If $T(W)⊆W$ show $W$ spaned by eigenvectors.

Question

Let $T$ be a linear transformation of a finite dimensional real vector space $V$ and assume that $V$ is spanned by eigenvectors of $T$. If $T(W)⊆W$ for some subspace $W⊆V$, show that $W$ spaned by eigenvectors. Any suggestion? Thanks.

Answer 1

Note that the following are equivalent for $T\in L(V)$ on a finite-dimensional $K$-vector space $V$:

1- $T$ is diagonalizable.

2- there exists $p(X)\in K[X]$ which splits over $K$ with simple roots such that $p(T)=0$.

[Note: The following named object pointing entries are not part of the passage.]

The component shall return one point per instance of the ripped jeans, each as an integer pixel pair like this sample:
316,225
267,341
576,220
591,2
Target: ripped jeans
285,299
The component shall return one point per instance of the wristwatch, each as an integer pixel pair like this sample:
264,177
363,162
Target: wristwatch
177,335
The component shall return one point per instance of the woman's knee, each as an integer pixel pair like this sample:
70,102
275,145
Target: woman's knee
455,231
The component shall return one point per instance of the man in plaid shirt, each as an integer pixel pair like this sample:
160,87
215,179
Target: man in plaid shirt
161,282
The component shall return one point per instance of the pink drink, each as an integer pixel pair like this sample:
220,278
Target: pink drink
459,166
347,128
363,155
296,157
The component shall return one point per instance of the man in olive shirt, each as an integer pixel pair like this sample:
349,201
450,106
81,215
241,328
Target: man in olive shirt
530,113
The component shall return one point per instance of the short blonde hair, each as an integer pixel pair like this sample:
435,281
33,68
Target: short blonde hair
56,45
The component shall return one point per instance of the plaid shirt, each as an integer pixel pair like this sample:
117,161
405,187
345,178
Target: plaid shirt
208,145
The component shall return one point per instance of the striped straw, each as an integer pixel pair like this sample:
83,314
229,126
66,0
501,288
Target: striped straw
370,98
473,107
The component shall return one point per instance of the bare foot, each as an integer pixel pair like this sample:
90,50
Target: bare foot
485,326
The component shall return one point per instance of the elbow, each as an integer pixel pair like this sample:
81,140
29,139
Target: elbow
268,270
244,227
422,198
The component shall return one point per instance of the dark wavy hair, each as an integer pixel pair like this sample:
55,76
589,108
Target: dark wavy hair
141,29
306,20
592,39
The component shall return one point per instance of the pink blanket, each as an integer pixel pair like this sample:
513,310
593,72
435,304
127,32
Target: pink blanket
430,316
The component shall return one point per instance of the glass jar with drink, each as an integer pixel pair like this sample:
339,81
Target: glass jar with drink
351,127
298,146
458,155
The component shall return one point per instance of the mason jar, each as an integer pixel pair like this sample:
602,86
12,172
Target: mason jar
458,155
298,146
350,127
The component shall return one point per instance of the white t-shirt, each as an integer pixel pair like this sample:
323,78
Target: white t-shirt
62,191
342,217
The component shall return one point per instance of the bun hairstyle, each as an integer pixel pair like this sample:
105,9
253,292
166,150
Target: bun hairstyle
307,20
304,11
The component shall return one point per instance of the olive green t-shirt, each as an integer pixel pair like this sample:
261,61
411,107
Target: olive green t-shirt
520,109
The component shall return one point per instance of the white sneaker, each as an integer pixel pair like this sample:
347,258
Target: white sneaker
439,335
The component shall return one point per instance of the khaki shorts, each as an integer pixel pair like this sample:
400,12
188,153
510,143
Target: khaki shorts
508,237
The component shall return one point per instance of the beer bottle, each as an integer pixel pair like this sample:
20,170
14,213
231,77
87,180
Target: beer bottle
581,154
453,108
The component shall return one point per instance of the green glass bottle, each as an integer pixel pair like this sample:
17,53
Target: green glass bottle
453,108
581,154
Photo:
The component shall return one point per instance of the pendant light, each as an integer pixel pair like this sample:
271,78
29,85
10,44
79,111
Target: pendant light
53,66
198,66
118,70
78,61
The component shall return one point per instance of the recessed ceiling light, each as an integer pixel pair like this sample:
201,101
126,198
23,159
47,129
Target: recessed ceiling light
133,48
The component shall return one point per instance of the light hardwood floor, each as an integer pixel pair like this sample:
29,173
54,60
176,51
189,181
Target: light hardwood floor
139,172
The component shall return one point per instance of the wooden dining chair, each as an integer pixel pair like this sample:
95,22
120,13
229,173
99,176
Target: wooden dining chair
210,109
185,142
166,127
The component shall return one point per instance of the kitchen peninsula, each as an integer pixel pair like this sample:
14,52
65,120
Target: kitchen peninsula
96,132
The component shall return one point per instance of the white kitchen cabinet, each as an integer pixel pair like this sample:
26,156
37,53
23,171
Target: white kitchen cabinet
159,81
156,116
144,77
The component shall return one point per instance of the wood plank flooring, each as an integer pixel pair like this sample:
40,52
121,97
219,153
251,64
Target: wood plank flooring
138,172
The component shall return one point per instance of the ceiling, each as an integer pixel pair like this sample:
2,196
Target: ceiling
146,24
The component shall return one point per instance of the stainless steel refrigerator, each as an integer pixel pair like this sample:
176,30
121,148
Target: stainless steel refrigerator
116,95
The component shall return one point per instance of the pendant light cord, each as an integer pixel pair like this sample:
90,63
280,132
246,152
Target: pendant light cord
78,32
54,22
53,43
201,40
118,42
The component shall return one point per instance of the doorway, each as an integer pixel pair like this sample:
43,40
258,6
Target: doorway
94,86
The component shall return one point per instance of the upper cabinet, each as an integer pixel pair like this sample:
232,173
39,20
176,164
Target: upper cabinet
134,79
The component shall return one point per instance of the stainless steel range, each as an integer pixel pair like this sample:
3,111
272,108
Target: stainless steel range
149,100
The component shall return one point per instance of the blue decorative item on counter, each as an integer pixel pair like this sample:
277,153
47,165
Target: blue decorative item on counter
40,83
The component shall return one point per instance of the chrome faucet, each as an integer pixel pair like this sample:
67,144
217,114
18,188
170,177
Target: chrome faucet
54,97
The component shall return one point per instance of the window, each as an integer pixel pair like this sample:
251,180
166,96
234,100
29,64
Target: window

3- $V$ is spanned by eigenvectors of $T$.

Proof: the only non-completely standard implications are $3\Rightarrow 1$ or $2$. But if there is a spanning set of eigenvectors, one can extract a basis of eigenvectors from that. So $T$ is diagonalizable. $\Box$.

Now assuming $V$ is spanned by eigenvectors of $T$, we know that there exists a polynomial $p(X)$ splitting over $K$ with simple roots, such that $p(T)=0$. E.g. the minimal polynomial of $T$.

Then if $W$ is invariant under $T$, i.e. $T(W)\subseteq W$, we can consider $T_W$ the restriction of $T$ to $W$. Note that every power of $T$ leaves $W$ invariant as well whence $p(T_W)=p(T)_W=0$. Note also that every eigenvector of $T_W$ is an eigenvector of $T$. It follows that $W$ is spanned by eigenvectors of $T$.

Note: in short, if $T$ is diagonalizable, so is every restriction to an invariant subspace.